Blog Post

No, Binary Collations are not Case-Sensitive

,

Quite often people will use, or will recommend using, a binary Collation (one ending in “_BIN” or “_BIN2“) when wanting to do a case-sensitive operation. While in many cases it appears to behave as expected, it is best to not use a binary Collation for this purpose. The problem with using binary Collations to achieve case-sensitivity is that they have no concept of linguistic rules and cannot equate different versions of characters that should be considered equal. And the reason why using a binary Collation often appears to work correctly is simply the result of working with a set of characters that has no accents or other versions. One such character set (a common one, hence the confusion), is US English (i.e. “A” – “Z” and “a” – “z”; values 65 – 90 and 97 – 122, respectively). However, there are a few areas where binary collations don’t behave as many (most, perhaps?) people expect them to.

Combining Characters

Combining characters are marks added to base characters for various reasons, such as adding accent marks. For more information on these, and to see groups of them, please see:

Unicode includes both the ability to create accented characters as well as the original accented characters from the various 8-bit code pages where the character is a pre-combined base letter with the accent mark. The query below shows that Unicode Code Point U+00DC (decimal value = 220) is the pre-combined character, whereas Code Point U+0308 is merely the two dots that go above some letters (a.k.a. diaeresis) that combines with a regular, non-accented “U” to form the same accented character represented by Code Point U+00DC.

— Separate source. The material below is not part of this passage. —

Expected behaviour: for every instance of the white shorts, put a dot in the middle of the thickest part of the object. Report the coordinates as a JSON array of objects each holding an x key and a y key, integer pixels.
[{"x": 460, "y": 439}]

SELECT NCHAR(252) AS [NCHAR(252)], -- 0x00FC         -- ü
       NCHAR(220) AS [NCHAR(220)], -- 0x00DC         -- Ü
       NCHAR(0x0308) AS [NCHAR(0x0308)],             -- ¨ (combining diaeresis)
       N'U' + NCHAR(0x0308) AS ;  -- U¨

ResultsGrid-TestCharacters

Outside of the slight font difference in the above output, the two capital Ü’s really are the same character. Users do not care if that accented U is a single Code Point or two Code Points or 32 Code Points (if that were even possible). If a user is searching for text and enters in Code Point U+00DC, then if a string containing “U” and then Code Point U+0308 isn’t returned, that would appear to be a bug. If the filter is supposed to be case-insensitive, then the user submitting a pre-combined lower-case “u” with the accent needs to also return that same “U” followed by Code Point U+0308, as the following example shows:

SELECT NCHAR(0x00FC) + N' vs. U' + NCHAR(0x0308) AS ,
       CASE
         WHEN NCHAR(0x00FC) = N'U' + NCHAR(0x0308)
                                COLLATE Latin1_General_100_CI_AS THEN 'Same!'
         ELSE 'Different'
       END AS [Case-INsensitive];

ResultsGrid-Combining-CaseInsensitive

But, if the filter is case-sensitive, then that pre-combined lower-case “u” with the accent shouldn’t match a “U” followed by Code Point U+0308, as the following example shows:

SELECT NCHAR(0x00FC) + N' vs. U' + NCHAR(0x0308) AS ,
       CASE
         WHEN NCHAR(0x00FC) = N'U' + NCHAR(0x0308)
                                COLLATE Latin1_General_100_CS_AS THEN 'Same!'
         ELSE 'Different'
       END AS [Case-Sensitive];

ResultsGrid-Combining-CaseSensitive-Different

Of course, if the filter is case-sensitive then the user submitting the pre-combined upper-case “U” with the accent needs to match a “U” followed by Code Point U+0308, as the following example shows:

SELECT NCHAR(0x00DC) + N' vs. U' + NCHAR(0x0308) AS ,
       CASE
         WHEN NCHAR(0x00DC) = N'U' + NCHAR(0x0308)
                                COLLATE Latin1_General_100_CS_AS THEN 'Same!'
         ELSE 'Different'
       END AS [Case-Sensitive];

ResultsGrid-Combining-CaseSensitive-Same

And that brings us to one of the problems with binary Collations: they naturally only look at each individual byte (or Code Point) and have no concept that some combinations Code Points really should equate to one or more other Code Points. The following example shows that was has been considered the same is now seen as different:

SELECT NCHAR(0x00DC) + N' vs. U' + NCHAR(0x0308) AS ,
       CASE
         WHEN NCHAR(0x00DC) = N'U' + NCHAR(0x0308)
                                COLLATE Latin1_General_100_BIN2 THEN 'Same!'
         ELSE 'Different'
       END AS [Binary];

ResultsGrid-Combining-Binary

Fullwidth Characters

In Unicode and at least some (maybe all) double-byte character sets, the US English alphabet (26 letters, both upper- and lower- case) is duplicated, along with 0 – 9 and some punctuation, so that each one can take up twice as much space (side-to-side; height is still the same) and thereby align better with certain East Asian characters. For example:

SELECT tab.[col], LEN(tab.[col]) AS [Length]
FROM   (VALUES (N'=oo=') /* 2 standard "o"s */,
               (N'=o=') /* 1 full width "o" */) tab(col);

returns:

ResultsGrid-FullWidth-TestCharacters

As you can see, the fullwidth “o” takes up twice as much horizontal space as the regular / normal / standard “o”. You can read more about them and see the entire Unicode block here: Halfwidth and Fullwidth Forms.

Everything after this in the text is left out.